Viacom stock was down about 40% in the 12 months prior to moves by its controlling shareholder Sumner Redstone to remove Dauman from the trust that will manage his shares in the event of his death or incapacitation. That battle still rages in Massachusetts Probate Court and elsewhere and has cast a pall on the overall company, but has been understandably good for the stock. Viacom shares have climbed during the cat fight, up a total of 7.2% since May 20. And all of that growth can be attributed to the growing possibility that Dauman, who has been under fire for poor decision making over the years, will be ousted from the C-suite. Dauman joked at the Gabelli Movie & Entertainment conference last week that it was better to create content than become it, but his fate appears to be the only thing concerning investors at the moment.

 

Carey, who became Fox vice chairman in 2015 and is largely in that role to help founder Rupert Murdoch’s sons James and Lachlan transition into eventually running the whole shooting match, has a stellar track record with troubled companies. He basically resurrected DirecTV when he was CEO at that satellite TV service provider in 2003 and stayed about six years, returning what had been a struggling operation to robust subscriber growth, before returning to then-Fox parent News Corp. in 2009. Carey helped News Corp. through the split that created two separate companies – Fox, the programming arm and News Corp. the publishing arm – unlocking value for both. While there is little doubt he could help Viacom – he has been running content businesses for most of his career – the question is whether he would want to take on the challenge. Viacom, which has struggled with declining ratings and sluggish ad growth, may be too far gone for the seasoned executive to even bother.

 

Katzenberg, who helped create Disney’s modern animation business and has had some successes with DreamWorks – like the Madagascar and How to Train Your Dragon series of films and TV shows – will step into an advisory role after the sale of the content creator to Comcast’s NBC Universal is completed later this year. Katzenberg, 65,  has the content chops, particularly in the kids’ business, but again it could be a question of whether he wants to take on the challenge.

 

There are other experienced executives in the pool – Eagan said former Disney COO Tom Staggs also would be cheered by Wall Street – so there is no shortage of possible replacements.

 

And like other analysts who have pointed to the structure of the trust and the board make-up, it doesn’t really matter if Redstone is declared incompetent or not.

 

“The Redstones have already won,” Eagan wrote.    

 

In the meantime, the traditional pay TV networks business, thought to be on its way out as over-the-top services and skinny bundles transform the industry, is expected to be surprisingly strong.

 

Eagan expects the strong scatter market will continue into the Upfront negotiations and third quarter spending.

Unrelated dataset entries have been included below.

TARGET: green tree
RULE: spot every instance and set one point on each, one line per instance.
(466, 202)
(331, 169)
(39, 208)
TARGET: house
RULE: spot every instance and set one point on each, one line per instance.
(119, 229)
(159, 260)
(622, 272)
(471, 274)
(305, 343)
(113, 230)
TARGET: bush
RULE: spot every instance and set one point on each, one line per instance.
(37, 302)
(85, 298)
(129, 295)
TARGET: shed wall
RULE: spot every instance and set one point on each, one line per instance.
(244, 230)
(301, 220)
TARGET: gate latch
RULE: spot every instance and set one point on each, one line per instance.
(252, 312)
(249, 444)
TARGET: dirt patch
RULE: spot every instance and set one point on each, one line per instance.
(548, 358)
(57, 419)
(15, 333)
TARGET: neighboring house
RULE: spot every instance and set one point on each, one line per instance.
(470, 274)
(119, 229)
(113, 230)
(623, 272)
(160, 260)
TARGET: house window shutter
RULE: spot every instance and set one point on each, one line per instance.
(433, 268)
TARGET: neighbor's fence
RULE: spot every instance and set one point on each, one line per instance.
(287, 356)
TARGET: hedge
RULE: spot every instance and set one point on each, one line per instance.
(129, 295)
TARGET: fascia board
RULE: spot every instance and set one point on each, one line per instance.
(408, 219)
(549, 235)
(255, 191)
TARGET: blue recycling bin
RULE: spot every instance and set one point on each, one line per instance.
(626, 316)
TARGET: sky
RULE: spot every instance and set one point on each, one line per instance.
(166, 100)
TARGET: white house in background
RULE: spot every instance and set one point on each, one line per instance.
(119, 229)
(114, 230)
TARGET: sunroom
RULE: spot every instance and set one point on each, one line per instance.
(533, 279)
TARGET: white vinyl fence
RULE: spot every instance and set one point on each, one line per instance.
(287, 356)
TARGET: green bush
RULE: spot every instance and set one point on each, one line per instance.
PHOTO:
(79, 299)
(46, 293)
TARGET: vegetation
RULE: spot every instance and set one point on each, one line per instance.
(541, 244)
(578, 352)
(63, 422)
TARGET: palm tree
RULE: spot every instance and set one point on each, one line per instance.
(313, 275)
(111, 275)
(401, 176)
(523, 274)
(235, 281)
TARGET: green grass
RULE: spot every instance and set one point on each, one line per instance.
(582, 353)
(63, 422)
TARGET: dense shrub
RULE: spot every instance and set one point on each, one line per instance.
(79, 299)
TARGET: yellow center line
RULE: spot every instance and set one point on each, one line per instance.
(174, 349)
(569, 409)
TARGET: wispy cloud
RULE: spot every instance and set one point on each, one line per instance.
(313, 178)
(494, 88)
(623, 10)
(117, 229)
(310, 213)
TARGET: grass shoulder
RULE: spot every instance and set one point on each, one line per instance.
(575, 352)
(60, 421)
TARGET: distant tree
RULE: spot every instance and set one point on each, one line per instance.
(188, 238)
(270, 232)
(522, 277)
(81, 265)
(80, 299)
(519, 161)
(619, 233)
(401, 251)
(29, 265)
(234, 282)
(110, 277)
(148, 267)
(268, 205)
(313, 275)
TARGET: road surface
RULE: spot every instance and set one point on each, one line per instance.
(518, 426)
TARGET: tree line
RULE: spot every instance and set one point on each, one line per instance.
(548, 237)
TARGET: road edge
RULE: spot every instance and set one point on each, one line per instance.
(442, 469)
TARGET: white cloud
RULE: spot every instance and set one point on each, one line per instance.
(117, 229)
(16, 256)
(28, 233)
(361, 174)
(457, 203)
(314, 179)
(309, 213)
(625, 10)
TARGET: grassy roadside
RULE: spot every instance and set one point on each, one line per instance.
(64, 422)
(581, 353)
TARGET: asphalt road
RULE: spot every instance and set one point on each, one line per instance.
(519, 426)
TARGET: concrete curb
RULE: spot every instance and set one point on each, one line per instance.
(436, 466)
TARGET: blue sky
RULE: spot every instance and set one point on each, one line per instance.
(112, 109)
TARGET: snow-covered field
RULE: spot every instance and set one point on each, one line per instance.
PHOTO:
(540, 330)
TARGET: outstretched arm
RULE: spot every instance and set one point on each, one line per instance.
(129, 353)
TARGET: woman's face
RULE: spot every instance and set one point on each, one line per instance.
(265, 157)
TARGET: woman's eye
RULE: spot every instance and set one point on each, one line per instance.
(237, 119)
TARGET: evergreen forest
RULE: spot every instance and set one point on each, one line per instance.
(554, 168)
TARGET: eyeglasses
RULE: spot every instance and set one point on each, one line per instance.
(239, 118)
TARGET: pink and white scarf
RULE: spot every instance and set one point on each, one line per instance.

He believes that the move toward cross platform measurement in the first half of next year will help comparables, but expects CBS, Time Warner Inc., and Fox to generate mid-to-high single-digit ad revenue gains in fiscal 2016.

 

At Viacom the outlook is less rosy. Eagan predicts Viacom will have “lackluster” fiscal x quarter results, but he believes that performance already is built into estimates.  For the full fiscal year, Eagan expects ad revenue at Viacom to decline about 2%, better than the 2.9% decline in fiscal 2014 but worse than fiscal 2015’s 0.7% deficit. Affiliate fee growth of 1.6% in fiscal 2016 is behind the 3.6% rise last year and the 11.3% increase in 2014.

 

In contrast, Eagan expects CBS to grow ad revenue by nearly 10% in 2016, up from a 3.3% decline in 2015, while affiliate fees increase 4.1%, compared to 0.5% growth in 2015.